In the real world, things aren't quite as optimistic if you care about the cultural vitality of our country.

But our discussion, which was live streamed as part of Rambert Revealed, a day of live events shared over the internet by the contemporary dance company, attempted to fly the flag for the arts. You can watch it here.

As chair, I felt it covered a lot of lively ground and managed to be surprisingly positive considering how bleak the situation for the arts in schools is. As the panel points out, provision is barely mentioned in the National Curriculum, and the restrictions of EBAC and the attitude to what is academic makes children studying drama or dance or art feel these subjects are somehow second best.

As far as I am concerned, understanding and trying out all the arts, should never be regarded as anything other than central to education, but it takes a brave soul to make that case and many head teachers feel beleaguered as they try to provide the most rounded and inclusive schooling for the children in their care. They need more support from parents – and from politicians who have to stop thinking of the arts as some kind of optional add-on and need to understand that the creative industries are a vital part of the future.
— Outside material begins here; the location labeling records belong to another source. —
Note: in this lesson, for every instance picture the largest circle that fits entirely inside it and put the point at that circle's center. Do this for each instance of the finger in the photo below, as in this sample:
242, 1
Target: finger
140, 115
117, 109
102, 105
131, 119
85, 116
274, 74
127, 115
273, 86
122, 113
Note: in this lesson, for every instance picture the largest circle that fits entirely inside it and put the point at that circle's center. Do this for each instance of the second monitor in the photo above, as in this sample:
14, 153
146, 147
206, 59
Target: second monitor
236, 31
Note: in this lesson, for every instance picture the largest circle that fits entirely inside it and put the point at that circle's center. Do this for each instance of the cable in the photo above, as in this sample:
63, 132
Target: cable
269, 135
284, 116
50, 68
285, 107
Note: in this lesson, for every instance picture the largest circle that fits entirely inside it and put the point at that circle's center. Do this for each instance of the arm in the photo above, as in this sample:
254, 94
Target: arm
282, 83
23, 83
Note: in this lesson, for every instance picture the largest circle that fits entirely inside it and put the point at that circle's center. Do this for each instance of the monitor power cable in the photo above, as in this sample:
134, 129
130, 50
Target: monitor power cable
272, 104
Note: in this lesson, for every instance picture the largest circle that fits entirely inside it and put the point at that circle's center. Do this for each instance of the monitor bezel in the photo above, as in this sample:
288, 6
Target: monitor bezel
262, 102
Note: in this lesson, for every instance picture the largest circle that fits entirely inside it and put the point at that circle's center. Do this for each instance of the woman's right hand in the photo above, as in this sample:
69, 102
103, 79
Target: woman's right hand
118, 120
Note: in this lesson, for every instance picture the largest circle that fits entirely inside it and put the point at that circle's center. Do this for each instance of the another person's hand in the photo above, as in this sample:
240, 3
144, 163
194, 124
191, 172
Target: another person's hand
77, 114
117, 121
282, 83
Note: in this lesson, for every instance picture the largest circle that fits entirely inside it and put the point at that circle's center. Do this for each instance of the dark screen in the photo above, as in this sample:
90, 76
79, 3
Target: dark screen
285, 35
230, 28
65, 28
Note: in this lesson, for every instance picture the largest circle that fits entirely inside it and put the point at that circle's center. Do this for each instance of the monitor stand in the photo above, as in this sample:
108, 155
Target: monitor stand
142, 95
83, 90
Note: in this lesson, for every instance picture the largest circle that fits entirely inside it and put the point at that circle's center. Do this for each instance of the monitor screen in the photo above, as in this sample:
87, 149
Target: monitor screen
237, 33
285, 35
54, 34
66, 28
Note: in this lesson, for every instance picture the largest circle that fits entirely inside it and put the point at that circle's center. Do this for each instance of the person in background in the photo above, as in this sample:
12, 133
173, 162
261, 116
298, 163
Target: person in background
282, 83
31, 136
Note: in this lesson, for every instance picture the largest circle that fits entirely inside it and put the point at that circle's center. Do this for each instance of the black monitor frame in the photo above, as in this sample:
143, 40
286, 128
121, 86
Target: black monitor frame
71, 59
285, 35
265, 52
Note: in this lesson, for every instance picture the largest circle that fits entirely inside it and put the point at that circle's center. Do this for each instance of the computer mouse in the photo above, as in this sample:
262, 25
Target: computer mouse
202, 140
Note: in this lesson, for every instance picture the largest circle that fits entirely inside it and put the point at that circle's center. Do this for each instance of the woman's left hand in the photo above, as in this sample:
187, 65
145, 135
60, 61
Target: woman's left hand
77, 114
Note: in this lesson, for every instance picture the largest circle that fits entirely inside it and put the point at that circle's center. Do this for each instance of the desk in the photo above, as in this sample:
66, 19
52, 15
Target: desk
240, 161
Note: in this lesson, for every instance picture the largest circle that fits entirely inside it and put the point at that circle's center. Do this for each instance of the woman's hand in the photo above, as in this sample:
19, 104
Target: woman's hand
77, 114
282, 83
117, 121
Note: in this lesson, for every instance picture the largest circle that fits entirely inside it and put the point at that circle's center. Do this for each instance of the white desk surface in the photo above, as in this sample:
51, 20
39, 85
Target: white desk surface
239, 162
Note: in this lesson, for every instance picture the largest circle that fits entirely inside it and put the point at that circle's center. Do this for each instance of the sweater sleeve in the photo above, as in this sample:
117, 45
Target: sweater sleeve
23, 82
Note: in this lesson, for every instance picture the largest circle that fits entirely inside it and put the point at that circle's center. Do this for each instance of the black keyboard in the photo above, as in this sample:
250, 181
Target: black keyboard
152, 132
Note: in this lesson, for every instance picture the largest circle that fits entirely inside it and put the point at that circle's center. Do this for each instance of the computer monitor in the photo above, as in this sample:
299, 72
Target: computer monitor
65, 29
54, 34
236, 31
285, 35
As James Cousins pointed out, robots can do most jobs but they can't dance, they can't act and they probably can't come up with the kind of brilliant ground-breaking ideas that the arts encourage.

Everyone who cares about the arts needs to start fighting

At the start of our talk, Arlene Phillips recalled her own determination to dance when growing up in Manchester in a family with little money or access to arts training. They scraped together enough to send her to ballet class, but when every other little girl wore pink shoes, her ballet shoes were bright green, because those were the colour on sale in the shop. Yet she put them on and battled to fulfill her own artistic dreams. With the success that we all know about.

It seems to me that everyone who cares about the arts – and cares about passing a cultural understanding to our children – needs to pull on their metaphorical green dancing shoes and start fighting. We might not be able to vote for a PM with a dance background – but we can at least insist that those in charge don't trample on the dreams and ambitions of those who happen to be better dancers or actors than mathematicians.